BTW, John Kerry is IRISH as well!
Maybe it was a stealth draft of some sort...And I forgot, "Love Story" was based on Al and Tipper Gore...
He's a democrat, thus no lie. Just mistaken is all. Move along, nothing here.
Would have probably been better for NM if he HAD been drafted. Maybe he wouldn't have fallen into politics.
susie
"Don't I look all adorable when I suck my thumb?"
This is pretty poor evidence. Sort of like showing a checking account journal that the checkholder enters all information into the checkbook. One cannot possibly determine when the information was entered into the journal. You'd have to review the cancelled checks for accuracy. Of course, all the scouts are dead. Whose handwriting is it?
RICHARDSON 1: "I'll ask myself if I was drafted...-to self- Was I drafted by the A's?"
RICHARDSON 2: "Good question, let me check...No, after all of these years you are mistaken."
RICHARDSON 1: "I'm glad we cleared this whole mess up...an honest mistake...Thanks."
RICHARDSON 2: "Don't mention it."
strike 3 for billyball
CLINTON: "Oral sex is not sex because I believe this to be true...and so it is."
see, I told you so....
Politicians don't lie.
His position was left wing pitcher
These are two lies not one. He was not drafted in '66 or '68...
Did ANYONE believe Richardson's explanation of the Los Alamos security breach? Remember Senators Byrd and Shelby tearing him a new one in a Senate hearing?
Perhaps he was drafted by Uncle Sam but chose to be a Dodger instead.
He wasn't picked because they had their eye on a certain Cuban baseball player.........
Game Show Host (John Cleese): Good evening and welcome to Stake Your Claim.
First this evening we have Mr Norman Voles of
Gravesend who claims he wrote all Shakespeare's
works. Mr Voles, I understand you claim that
you wrote all those plays normally attributed to
Shakespeare?
Voles (Michael Palin): That is correct. I wrote all his plays and my wife and I
wrote his sonnets.
Host: Mr Voles, these plays are known to have been performed in the
early 17th century. How old are you, Mr Voles?
Voles: 43.
Host: Well, how is it possible for you to have written plays
performed over 300 years before you were born?
Voles: Ah well. This is where my claim falls to the ground.
Host: Ah!
Voles: There's no possible way of answering that argument, I'm
afraid. I was only hoping you would not make that particular
point, but I can see you're more than a match for me!
Host: Mr Voles, thank you very much for coming along.
Voles: My pleasure.
I wasn't drafted by the Kansas City A's???? Hmmm... My mistake. I meant I was drafted by the New York Knicks.
More lying from a fellow DIM Kerry:
"[John] Kerry acknowledged that some voters in Massachusetts, the nation's most Irish-American state, may have had the impression that he had Irish roots.

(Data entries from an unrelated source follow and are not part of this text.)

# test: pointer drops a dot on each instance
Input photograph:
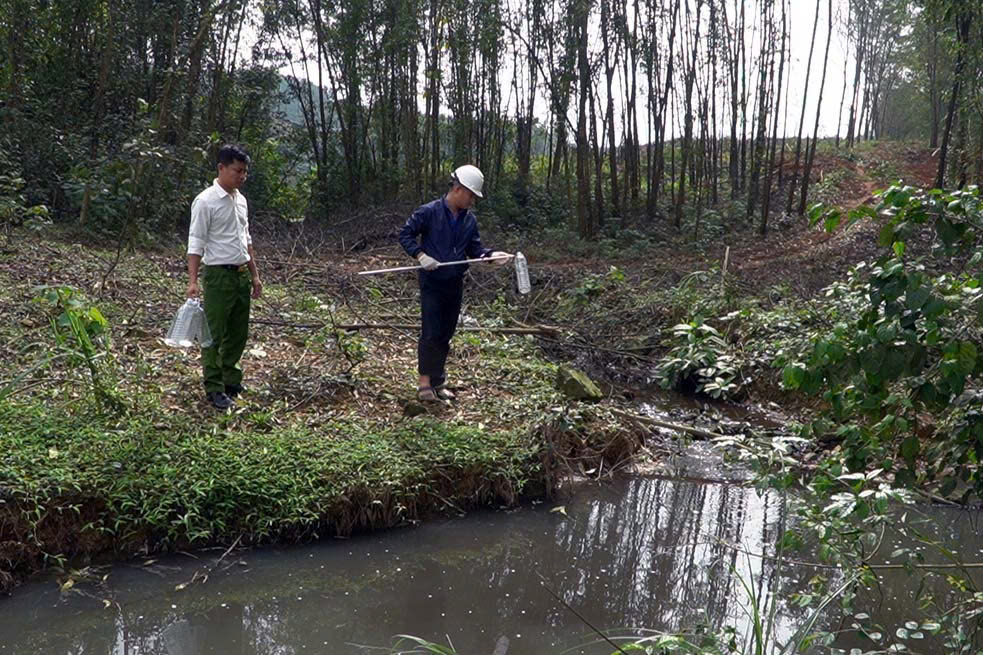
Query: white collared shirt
(219, 227)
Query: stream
(637, 554)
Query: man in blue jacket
(447, 232)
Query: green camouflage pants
(227, 310)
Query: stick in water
(413, 268)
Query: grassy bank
(114, 452)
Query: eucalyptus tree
(692, 39)
(811, 150)
(793, 184)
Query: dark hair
(230, 153)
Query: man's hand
(427, 262)
(506, 257)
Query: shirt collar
(447, 208)
(222, 192)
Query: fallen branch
(541, 329)
(696, 432)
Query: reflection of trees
(646, 553)
(657, 557)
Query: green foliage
(82, 333)
(910, 352)
(15, 209)
(702, 361)
(595, 284)
(164, 481)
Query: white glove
(505, 257)
(427, 262)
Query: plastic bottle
(182, 330)
(522, 273)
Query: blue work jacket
(444, 237)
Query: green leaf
(910, 448)
(794, 375)
(886, 236)
(916, 298)
(966, 357)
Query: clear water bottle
(522, 273)
(183, 329)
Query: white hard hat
(469, 176)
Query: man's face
(464, 198)
(232, 176)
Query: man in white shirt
(219, 240)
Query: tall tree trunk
(802, 113)
(963, 24)
(766, 191)
(811, 154)
(690, 73)
(767, 46)
(585, 223)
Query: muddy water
(642, 553)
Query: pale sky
(802, 14)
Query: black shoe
(219, 399)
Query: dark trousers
(227, 310)
(440, 305)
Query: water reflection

He said that he knew of no Irish ancestry and that he had always tried to correct misstatements whenever he learned about them.

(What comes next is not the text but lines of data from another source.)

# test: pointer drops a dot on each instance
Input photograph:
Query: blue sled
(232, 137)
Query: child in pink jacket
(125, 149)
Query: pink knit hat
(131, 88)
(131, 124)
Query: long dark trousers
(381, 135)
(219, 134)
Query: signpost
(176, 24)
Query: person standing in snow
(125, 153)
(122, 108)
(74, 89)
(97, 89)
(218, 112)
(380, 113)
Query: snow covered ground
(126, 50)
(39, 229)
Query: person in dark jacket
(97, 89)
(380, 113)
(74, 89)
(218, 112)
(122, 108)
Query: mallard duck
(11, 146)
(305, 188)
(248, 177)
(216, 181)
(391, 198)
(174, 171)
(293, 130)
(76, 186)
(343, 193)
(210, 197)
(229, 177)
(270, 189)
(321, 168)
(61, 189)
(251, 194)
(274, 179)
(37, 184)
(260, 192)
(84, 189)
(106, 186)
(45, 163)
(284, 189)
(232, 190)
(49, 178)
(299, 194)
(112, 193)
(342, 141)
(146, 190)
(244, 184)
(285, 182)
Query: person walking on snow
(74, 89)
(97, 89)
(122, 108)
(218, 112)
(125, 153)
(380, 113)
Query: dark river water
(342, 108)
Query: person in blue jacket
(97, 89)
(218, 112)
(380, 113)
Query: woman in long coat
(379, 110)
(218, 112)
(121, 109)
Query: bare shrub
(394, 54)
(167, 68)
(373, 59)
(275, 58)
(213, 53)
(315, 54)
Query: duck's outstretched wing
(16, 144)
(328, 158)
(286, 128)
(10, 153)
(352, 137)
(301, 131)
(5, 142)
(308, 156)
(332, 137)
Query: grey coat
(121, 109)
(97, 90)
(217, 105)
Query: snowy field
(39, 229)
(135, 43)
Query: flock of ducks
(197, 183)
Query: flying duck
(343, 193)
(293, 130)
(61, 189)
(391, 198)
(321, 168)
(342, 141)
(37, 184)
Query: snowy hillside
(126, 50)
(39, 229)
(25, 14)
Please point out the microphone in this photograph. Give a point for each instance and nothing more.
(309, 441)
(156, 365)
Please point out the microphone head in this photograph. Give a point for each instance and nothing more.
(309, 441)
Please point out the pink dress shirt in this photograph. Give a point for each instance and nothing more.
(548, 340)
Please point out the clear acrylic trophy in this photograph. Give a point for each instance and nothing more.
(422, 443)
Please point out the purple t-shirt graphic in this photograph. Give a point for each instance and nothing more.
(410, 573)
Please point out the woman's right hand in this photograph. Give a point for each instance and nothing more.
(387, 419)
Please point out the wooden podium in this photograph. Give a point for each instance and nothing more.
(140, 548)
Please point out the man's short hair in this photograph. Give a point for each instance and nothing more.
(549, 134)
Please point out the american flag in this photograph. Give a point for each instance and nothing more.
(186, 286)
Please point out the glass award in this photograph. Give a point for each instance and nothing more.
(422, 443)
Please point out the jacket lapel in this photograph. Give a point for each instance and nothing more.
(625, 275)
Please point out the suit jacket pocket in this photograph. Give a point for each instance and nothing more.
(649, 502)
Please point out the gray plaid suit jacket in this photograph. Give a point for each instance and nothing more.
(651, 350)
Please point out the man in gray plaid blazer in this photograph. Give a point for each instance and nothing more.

"Numerous publications, including the Globe, have stated that Kerry is Irish-American.
"'I'm sure some people see the name and say, "Hey, I think it's this or that," but I've been clear as a bell,' Kerry said. 'I've always been absolutely straight up front about it.'
[...]
"Kerry 'has never indicated to anyone that he was Irish and corrected people over the years who assumed he was,' [spokeswoman Kelly] Benander said."

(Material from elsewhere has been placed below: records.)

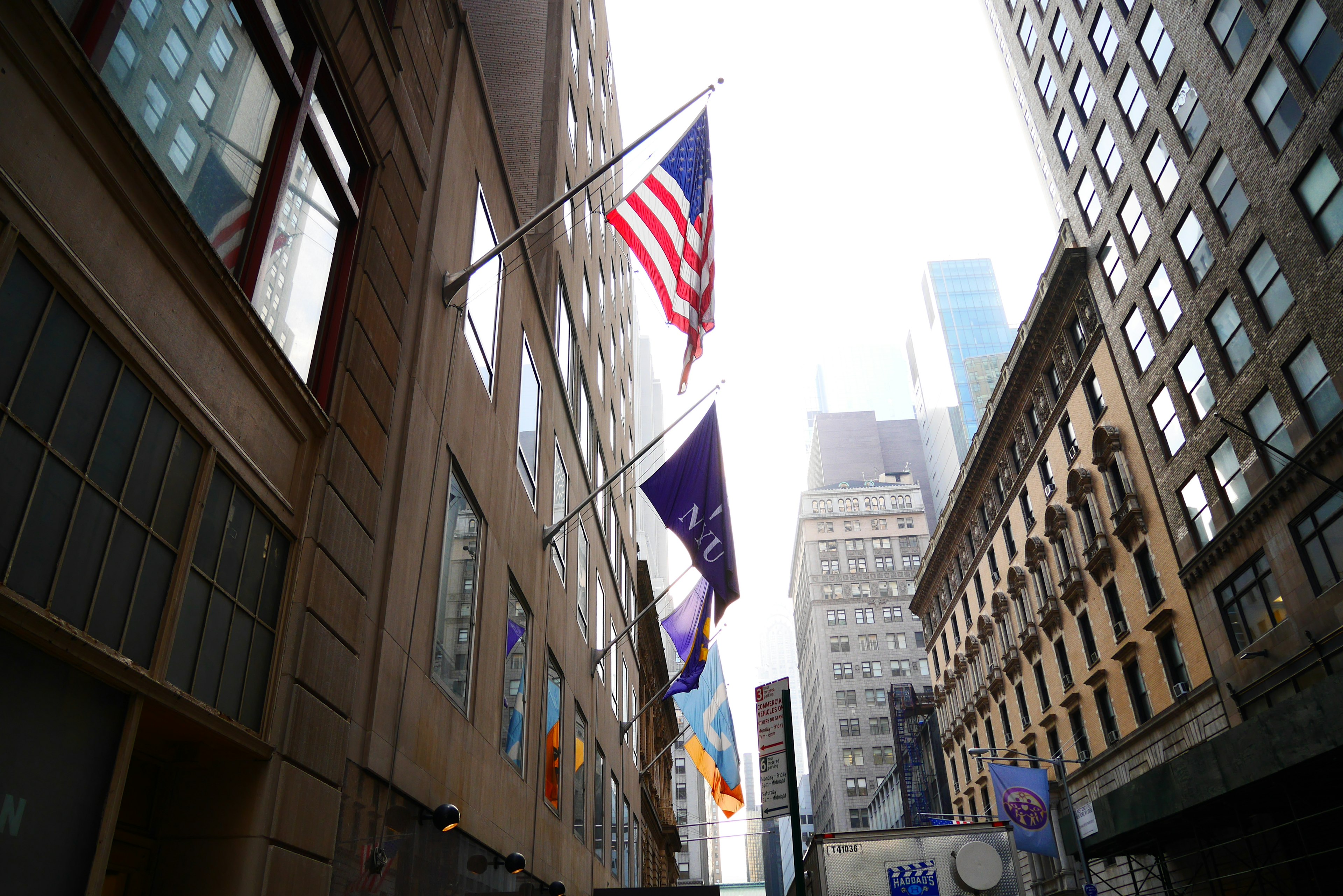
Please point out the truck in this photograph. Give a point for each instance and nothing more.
(946, 860)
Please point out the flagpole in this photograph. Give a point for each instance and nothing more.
(453, 283)
(551, 531)
(599, 655)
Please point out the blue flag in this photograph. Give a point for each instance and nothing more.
(688, 626)
(691, 496)
(713, 749)
(1024, 798)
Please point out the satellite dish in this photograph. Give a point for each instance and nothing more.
(978, 866)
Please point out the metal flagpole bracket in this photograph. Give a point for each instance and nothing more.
(453, 283)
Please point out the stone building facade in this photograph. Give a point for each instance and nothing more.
(1196, 151)
(855, 561)
(284, 569)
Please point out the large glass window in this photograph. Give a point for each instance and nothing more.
(1270, 428)
(1104, 38)
(1194, 246)
(1251, 602)
(1194, 379)
(1162, 293)
(1139, 343)
(230, 612)
(1156, 43)
(1314, 386)
(579, 773)
(1133, 102)
(1164, 413)
(528, 422)
(198, 84)
(459, 574)
(1232, 29)
(1275, 107)
(1267, 284)
(92, 460)
(554, 745)
(1231, 335)
(515, 677)
(1161, 169)
(1319, 535)
(483, 293)
(1225, 191)
(1318, 190)
(1189, 115)
(1314, 43)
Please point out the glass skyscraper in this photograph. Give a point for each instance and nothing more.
(970, 312)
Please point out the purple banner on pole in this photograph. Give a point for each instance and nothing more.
(691, 496)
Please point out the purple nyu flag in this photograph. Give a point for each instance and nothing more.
(688, 626)
(691, 496)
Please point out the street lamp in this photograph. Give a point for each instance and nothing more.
(1063, 777)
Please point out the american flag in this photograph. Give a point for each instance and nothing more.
(668, 223)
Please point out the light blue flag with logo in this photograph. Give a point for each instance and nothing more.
(713, 749)
(1023, 797)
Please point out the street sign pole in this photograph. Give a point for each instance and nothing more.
(798, 883)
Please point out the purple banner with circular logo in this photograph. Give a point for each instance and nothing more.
(1023, 796)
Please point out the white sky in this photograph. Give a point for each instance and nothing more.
(847, 152)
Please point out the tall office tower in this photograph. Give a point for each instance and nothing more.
(1197, 151)
(955, 353)
(855, 558)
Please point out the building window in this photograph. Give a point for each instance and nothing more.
(1275, 107)
(1104, 40)
(1251, 602)
(515, 677)
(1268, 426)
(1166, 420)
(1318, 191)
(1228, 469)
(1131, 100)
(528, 422)
(1139, 343)
(579, 773)
(1189, 115)
(1194, 246)
(1088, 199)
(1095, 398)
(1149, 578)
(1157, 43)
(459, 573)
(1161, 169)
(1084, 94)
(1162, 295)
(1314, 386)
(1267, 284)
(1197, 512)
(1026, 34)
(1106, 710)
(1319, 538)
(1108, 155)
(1232, 29)
(1231, 335)
(1196, 383)
(1314, 43)
(1045, 84)
(1066, 140)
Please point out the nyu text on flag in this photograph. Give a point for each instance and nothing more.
(688, 626)
(668, 223)
(713, 749)
(1023, 797)
(691, 495)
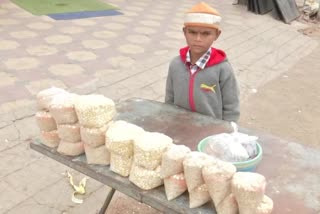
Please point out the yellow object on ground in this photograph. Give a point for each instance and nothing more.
(80, 189)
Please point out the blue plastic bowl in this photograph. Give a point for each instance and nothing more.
(242, 166)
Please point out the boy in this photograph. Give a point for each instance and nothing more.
(201, 79)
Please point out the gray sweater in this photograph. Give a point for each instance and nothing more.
(212, 91)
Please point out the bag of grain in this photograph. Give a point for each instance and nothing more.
(174, 186)
(97, 155)
(94, 137)
(144, 178)
(44, 97)
(50, 139)
(172, 160)
(199, 196)
(94, 110)
(248, 188)
(149, 148)
(71, 149)
(69, 132)
(192, 167)
(45, 121)
(62, 108)
(223, 147)
(229, 205)
(218, 179)
(120, 164)
(120, 137)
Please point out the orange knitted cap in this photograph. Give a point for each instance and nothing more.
(202, 15)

-- Michael Kranish, "Search for Kerry's Roots Finds Surprising History," in the Feb. 2 Boston Globe.
''For those of us who are fortunate to share an Irish ancestry, we take great pride in the contributions that Irish-Americans ..."
-- Senate floor statement by John Kerry, March 18, 1986, as quoted in Frank Phillips' and Brian C. Mooney's "1986 Statement Counters Kerry's Stand on Heritage," in the March 6 Boston Globe.
"As some of you may know, I am part-English and part-Irish. And when my Kerry ancestors first came over to Massachusetts from the old country to find work in the New World, it was my English ancestors who refused to hire them."
-- Draft remarks prepared for Kerry in 1984, quoted by Phillips and Mooney in the March 6 Globe. Kerry was lieutenant governor of Massachusetts at the time.
"[I]n 1982, at the state Democratic convention in Springfield, his campaign gave his convention floor workers emerald-green T-shirts and hats featuring the logo, 'Up Kerry' -- a takeoff on the rallying cry for the first president of the Republic of Ireland, Eamon de Valera, whose supporters cried, 'Up de Valera!' "
-- Phillips and Mooney in the March 6 Globe.